Pizzas, pregos, hambúrgueres e conservas são a nova tendência da restauração gourmet. Assinados por alguns dos melhores chefs, as propostas multiplicam-se, com pitadas de inovação e originalidade, transformando a fast food numa opção cosmopolita para ser saboreada com tempo e algum requinte.









No 777 Burger, de Las Vegas, o hambúrguer pode custar 70 dólares… ou 10 vezes mais, se seguir a sugestão do chef e o acompanhar com uma garrafa de champanhe rosé Dom Pérignon

Henrique Sá Pessoa, José Avillez e Olivier Costa são alguns dos chefs que abriram espaços próprios para as suas pizzas e hambúrgueres de autor.

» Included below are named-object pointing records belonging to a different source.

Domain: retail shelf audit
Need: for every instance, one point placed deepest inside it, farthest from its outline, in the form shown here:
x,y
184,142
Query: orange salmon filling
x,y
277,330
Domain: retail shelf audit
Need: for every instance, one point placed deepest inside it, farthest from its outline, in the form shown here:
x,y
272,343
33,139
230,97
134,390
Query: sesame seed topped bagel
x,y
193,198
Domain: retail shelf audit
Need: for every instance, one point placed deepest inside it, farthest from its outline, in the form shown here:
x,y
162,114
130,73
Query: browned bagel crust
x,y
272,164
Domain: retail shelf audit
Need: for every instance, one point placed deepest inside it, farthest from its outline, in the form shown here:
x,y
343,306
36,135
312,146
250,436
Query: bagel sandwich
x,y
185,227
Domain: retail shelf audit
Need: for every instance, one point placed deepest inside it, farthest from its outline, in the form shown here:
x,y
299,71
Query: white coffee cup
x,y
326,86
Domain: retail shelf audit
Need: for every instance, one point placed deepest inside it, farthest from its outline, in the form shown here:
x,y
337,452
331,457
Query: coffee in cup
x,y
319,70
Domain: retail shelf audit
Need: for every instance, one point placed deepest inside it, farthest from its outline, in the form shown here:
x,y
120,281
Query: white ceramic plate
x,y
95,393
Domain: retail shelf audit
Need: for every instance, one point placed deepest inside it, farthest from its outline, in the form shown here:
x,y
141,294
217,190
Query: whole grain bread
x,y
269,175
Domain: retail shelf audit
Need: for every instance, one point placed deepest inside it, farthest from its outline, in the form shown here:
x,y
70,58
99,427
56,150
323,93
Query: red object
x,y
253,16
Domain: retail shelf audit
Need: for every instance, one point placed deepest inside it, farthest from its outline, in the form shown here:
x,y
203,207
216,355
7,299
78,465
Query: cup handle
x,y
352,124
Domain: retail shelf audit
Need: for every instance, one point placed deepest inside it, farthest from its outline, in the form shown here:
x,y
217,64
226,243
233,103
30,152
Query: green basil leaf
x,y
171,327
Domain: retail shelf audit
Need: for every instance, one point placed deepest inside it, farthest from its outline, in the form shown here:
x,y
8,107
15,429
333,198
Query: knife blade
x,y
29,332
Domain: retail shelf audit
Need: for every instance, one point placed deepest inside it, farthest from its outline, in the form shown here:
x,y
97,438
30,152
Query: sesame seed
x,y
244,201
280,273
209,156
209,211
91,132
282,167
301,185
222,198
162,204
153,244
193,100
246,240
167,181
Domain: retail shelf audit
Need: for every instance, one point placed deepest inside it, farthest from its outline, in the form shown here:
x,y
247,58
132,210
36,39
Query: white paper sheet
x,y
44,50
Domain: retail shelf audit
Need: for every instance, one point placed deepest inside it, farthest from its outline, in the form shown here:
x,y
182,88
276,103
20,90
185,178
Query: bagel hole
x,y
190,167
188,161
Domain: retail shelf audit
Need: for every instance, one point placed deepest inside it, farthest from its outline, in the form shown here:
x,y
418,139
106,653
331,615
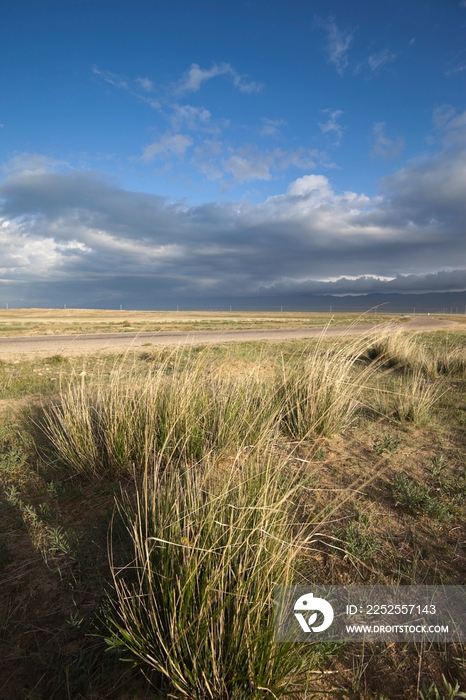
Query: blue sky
x,y
155,152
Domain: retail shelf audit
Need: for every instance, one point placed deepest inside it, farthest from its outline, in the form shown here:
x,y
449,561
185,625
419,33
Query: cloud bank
x,y
67,229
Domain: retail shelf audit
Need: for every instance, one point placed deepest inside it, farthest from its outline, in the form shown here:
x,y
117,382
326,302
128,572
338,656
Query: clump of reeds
x,y
182,409
320,391
196,603
415,397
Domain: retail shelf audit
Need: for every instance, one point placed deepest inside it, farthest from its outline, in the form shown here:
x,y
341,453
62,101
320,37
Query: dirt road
x,y
115,342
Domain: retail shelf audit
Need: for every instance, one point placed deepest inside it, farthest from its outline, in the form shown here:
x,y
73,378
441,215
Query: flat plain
x,y
367,434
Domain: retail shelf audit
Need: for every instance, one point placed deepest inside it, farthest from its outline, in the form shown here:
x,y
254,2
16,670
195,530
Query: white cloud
x,y
384,148
111,78
33,163
254,167
145,84
338,44
271,126
196,76
379,59
78,230
205,158
168,145
193,117
332,126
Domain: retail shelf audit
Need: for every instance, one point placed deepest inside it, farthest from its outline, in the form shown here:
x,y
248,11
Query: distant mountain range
x,y
431,302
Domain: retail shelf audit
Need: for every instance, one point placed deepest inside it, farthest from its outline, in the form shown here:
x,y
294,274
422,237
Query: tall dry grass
x,y
184,407
196,604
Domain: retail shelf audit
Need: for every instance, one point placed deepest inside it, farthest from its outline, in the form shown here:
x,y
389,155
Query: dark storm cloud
x,y
67,228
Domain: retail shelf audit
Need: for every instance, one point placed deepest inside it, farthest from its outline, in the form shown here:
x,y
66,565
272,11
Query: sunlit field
x,y
77,321
150,501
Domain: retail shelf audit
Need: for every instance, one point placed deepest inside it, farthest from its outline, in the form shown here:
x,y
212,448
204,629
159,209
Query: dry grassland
x,y
335,461
78,321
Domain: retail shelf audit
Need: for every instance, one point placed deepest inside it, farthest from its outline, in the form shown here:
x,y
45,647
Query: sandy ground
x,y
116,342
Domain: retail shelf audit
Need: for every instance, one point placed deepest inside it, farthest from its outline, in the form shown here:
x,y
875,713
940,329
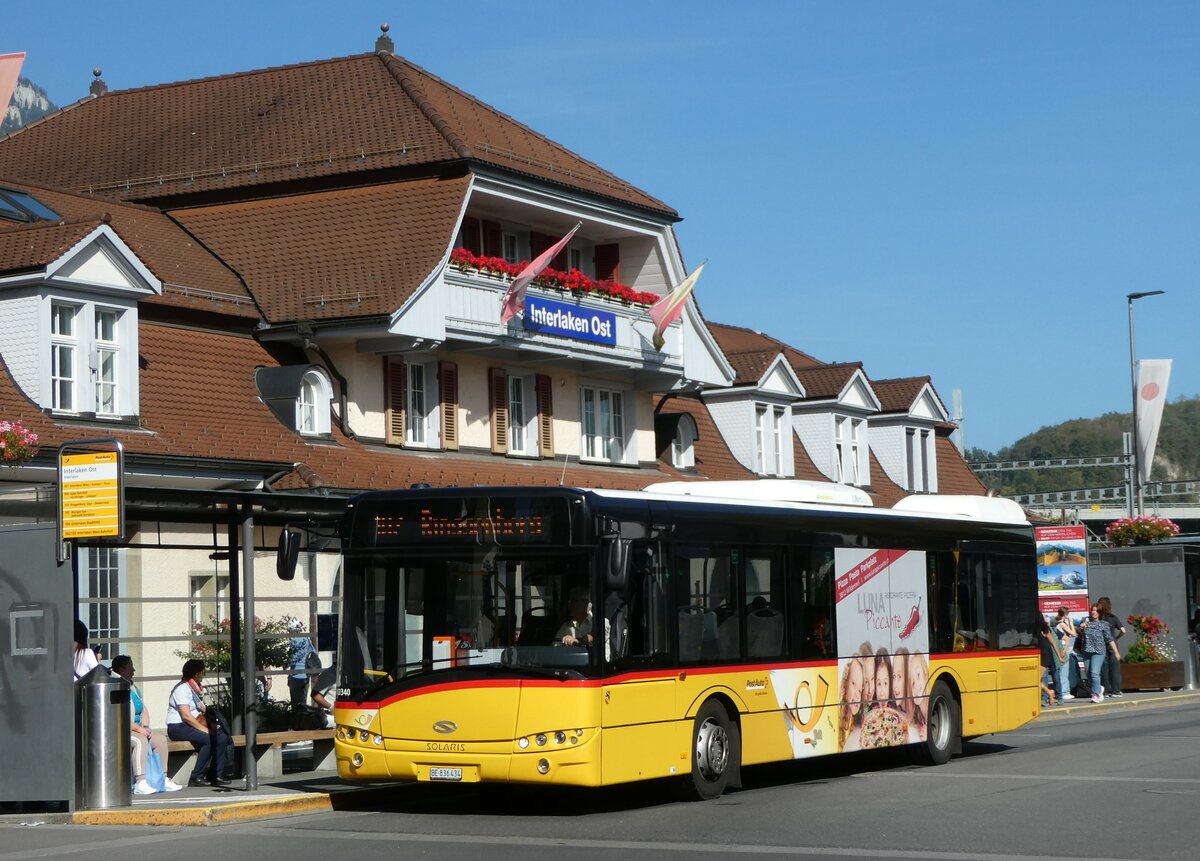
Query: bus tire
x,y
714,751
943,727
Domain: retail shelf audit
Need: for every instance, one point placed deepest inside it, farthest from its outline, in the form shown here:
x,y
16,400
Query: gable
x,y
102,262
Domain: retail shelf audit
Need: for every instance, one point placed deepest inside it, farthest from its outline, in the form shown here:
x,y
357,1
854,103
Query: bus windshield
x,y
408,613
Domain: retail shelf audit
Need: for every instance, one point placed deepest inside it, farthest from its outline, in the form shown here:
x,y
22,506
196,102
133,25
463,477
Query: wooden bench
x,y
268,752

Por seu lado, Honorato, Hamburgueria do Bairro e H3 são assinaturas que vieram dignificar os hambúrgueres, enquanto La Finestra, Zeno e D’Oliva fazem o mesmo pelas pizzas.

A ideia de um hambúrguer gourmet surgiu em Nova Iorque, quando o chef francês Daniel Boulud acrescentou novos ingredientes às receitas originais, como trufas, justificando que o seu hambúrguer custasse seis vezes mais do que um menu McDonalds (veja o vídeo completo mais abaixo). Estávamos em 2001. A ideia pegou e desde então a criação de hambúrgueres caros tornou-se uma moda que se espalhou pelos restaurantes de todo o mundo.

Nos Burger Bar de São Francisco, Las Vegas e São Luís, o chef Hubert Kelle, do restaurante de luxo The Rossini, cobra um mínimo de 60 dólares pelos seus hambúrgueres. No 777 Burger, de Las Vegas, o hambúrguer pode custar 70 dólares… ou 10 vezes mais, se seguir a sugestão do chef e o acompanhar com uma garrafa de champanhe rosé Dom Pérignon.

E até as grandes cadeias americanas de fast food aderiram à tendência. No Burger King de West London, foi criado, em 2008, um hambúrguer especial e exclusivo, batizado simplesmente como The Burger, que, à época, foi considerado o mais caro hambúrguer do mundo. Por 300 libras, o cliente tinha direito a um hamburguer de bife Wagyu, com cogumelos, presunto espanhol Pata Negra e tempura, preparado em champanhe Crystal, em pão de trufas e açafrão iraniano.

A moda alastrou dos hambúrgueres a outros tipos de sanduíches, às pizzas e às conservas, dos EUA à Europa, e hoje é apenas limitada pela criatividade dos chefs. Hambúrgueres de soja, de bacalhau, de salmão ou de alheira, hotdogs de marisco, pizzas com massa de espinafres, de tomate ou de cereais, wraps de bacalhau ou borrego, tibornas e bruschettas de conservas, empadas de bacalhau à Brás ou cozido à portuguesa são apenas alguns exemplos. Afinal, como anuncia o restaurante Can the Can, “A comida enlatada tornou-se gourmet.” Que é como quem diz, roubando o refrão à cadeia H3, chegou a hora de nova hamburgologia, que é (not so) fast food e gourmet.